What could happen that would invalidate this narrative?
  • American Homes 4 Rent (AMH) is experiencing strong demand due to a persistent supply and demand imbalance in the U.S. housing market, positioning the company for continued revenue growth.
  • AMH's unique in-house development program allows them to deliver new inventory to an undersupplied market, which can provide a strong foundation for sustained, future revenue and earnings.
  • The company benefits from a high resident retention rate, exceeding 70%, and has an industry-leading customer experience, reflected by a national Google score of 4.7 out of 5 stars, contributing to stable and potentially consistent revenue streams.
  • The positive revision of AMH's credit rating by S&P Global suggests improved access to capital markets and a stronger financial position, potentially stabilizing or improving net margins and earnings.
  • AMH's strategic focus on high-quality markets and intentional geographic diversification within its portfolio limits its exposure to localized economic downturns, therefore maintaining stable or potentially improving financial results across varying market conditions.

Valuation

How have all the factors above been brought together to estimate a fair value?
  • The analysts have a consensus price target of $40.55 for American Homes 4 Rent based on their expectations of its future earnings growth, profit margins and other risk factors. However, there is a degree of disagreement amongst analysts, with the most bullish reporting a price target of $45.0, and the most bearish reporting a price target of just $36.0.
  • In order for you to agree with the analyst's consensus, you'd need to believe that by 2028, revenues will be $2.2 billion, earnings will come to $314.4 million, and it would be trading on a PE ratio of 67.6x, assuming you use a discount rate of 7.2%.
  • Given the current share price of $34.98, the analyst price target of $40.55 is 13.7% higher.
  • We always encourage you to reach your own conclusions though. So sense check these analyst numbers against your own assumptions and expectations based on your understanding of the business and what you believe is probable.

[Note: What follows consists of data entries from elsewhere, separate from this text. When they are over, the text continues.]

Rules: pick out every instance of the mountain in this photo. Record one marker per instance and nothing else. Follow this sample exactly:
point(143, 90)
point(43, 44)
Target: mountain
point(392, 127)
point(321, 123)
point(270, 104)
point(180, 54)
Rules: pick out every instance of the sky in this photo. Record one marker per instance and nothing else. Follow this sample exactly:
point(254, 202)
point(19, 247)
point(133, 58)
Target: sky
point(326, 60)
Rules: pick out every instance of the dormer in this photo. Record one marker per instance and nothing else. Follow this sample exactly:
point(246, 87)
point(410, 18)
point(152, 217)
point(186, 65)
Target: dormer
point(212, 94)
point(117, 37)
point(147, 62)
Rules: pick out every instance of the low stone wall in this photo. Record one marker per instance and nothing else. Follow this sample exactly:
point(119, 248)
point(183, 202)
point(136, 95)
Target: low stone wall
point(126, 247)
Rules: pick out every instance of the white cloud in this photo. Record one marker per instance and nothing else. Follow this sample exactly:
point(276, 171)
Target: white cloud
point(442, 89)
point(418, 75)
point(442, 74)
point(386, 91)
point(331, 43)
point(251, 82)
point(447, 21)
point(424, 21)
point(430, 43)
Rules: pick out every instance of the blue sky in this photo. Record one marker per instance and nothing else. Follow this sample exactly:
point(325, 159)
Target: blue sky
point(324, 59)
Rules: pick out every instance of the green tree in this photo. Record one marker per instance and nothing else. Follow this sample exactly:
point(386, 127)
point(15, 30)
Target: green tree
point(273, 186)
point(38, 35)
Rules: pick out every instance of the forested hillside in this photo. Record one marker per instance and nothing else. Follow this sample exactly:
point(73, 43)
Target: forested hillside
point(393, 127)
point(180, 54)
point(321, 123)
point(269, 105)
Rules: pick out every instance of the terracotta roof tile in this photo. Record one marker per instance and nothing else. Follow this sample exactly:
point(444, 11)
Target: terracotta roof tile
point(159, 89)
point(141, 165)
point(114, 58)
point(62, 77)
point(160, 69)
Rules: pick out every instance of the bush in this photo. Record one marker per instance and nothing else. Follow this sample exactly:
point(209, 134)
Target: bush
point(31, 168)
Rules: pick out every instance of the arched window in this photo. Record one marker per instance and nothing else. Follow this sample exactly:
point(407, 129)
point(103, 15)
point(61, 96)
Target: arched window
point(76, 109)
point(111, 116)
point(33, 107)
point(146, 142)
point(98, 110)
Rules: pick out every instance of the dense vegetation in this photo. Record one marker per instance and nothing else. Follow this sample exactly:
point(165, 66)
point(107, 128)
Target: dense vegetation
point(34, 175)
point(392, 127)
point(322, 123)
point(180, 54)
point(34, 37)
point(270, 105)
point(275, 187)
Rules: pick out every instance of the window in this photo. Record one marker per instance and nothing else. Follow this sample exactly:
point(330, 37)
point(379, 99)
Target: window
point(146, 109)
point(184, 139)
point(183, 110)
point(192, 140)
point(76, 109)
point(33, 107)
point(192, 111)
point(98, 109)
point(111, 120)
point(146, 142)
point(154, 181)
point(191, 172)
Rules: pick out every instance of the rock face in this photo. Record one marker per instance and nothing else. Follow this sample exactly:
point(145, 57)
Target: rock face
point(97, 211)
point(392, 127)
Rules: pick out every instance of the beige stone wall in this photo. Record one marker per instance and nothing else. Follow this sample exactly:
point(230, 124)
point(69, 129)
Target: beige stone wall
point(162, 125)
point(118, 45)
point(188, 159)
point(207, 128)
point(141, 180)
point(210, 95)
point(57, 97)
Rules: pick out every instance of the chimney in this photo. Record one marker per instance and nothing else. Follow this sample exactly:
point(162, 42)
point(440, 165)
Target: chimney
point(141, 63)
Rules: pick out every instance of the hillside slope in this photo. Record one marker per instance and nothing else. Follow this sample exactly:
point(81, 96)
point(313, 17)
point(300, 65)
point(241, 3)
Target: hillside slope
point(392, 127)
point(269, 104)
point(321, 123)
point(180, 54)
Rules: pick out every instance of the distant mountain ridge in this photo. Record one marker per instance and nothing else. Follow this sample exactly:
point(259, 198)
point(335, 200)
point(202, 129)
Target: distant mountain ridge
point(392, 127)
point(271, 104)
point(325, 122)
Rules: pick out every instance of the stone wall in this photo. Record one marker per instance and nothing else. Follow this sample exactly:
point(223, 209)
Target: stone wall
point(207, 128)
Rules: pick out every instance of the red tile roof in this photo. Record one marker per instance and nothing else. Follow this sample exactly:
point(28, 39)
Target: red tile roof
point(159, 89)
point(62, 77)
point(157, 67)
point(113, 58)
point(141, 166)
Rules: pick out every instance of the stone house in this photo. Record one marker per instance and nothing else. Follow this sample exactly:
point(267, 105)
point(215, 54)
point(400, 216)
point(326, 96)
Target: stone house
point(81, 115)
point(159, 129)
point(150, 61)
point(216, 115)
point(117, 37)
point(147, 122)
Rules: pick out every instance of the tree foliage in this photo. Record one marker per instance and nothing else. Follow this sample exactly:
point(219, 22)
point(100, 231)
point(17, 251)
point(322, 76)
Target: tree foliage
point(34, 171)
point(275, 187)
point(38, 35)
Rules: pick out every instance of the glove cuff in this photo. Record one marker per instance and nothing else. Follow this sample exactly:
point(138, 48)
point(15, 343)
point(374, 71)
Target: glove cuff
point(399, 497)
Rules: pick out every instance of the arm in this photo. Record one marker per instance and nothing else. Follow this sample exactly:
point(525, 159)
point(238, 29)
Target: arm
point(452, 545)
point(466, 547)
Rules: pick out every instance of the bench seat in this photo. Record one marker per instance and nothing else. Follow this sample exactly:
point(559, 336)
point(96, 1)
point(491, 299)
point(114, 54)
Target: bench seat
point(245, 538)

How well do narratives help inform your perspective?

Disclaimer

AnalystConsensusTarget is a tool utilizing a Large Language Model (LLM) that ingests data on consensus price targets, forecasted revenue and earnings figures, as well as the transcripts of earnings calls to produce qualitative analysis. The narratives produced by AnalystConsensusTarget are general in nature and are based solely on analyst data and publicly-available material published by the respective companies. These scenarios are not indicative of the company's future performance and are exploratory in nature. Simply Wall St has no position in the company(s) mentioned. Simply Wall St may provide the securities issuer or related entities with website advertising services for a fee, on an arm's length basis. These relationships have no impact on the way we conduct our business, the content we host, or how our content is served to users. The price targets and estimates used are consensus data, and do not constitute a recommendation to buy or sell any stock, and they do not take account of your objectives, or your financial situation. Note that AnalystConsensusTarget's analysis may not factor in the latest price-sensitive company announcements or qualitative material.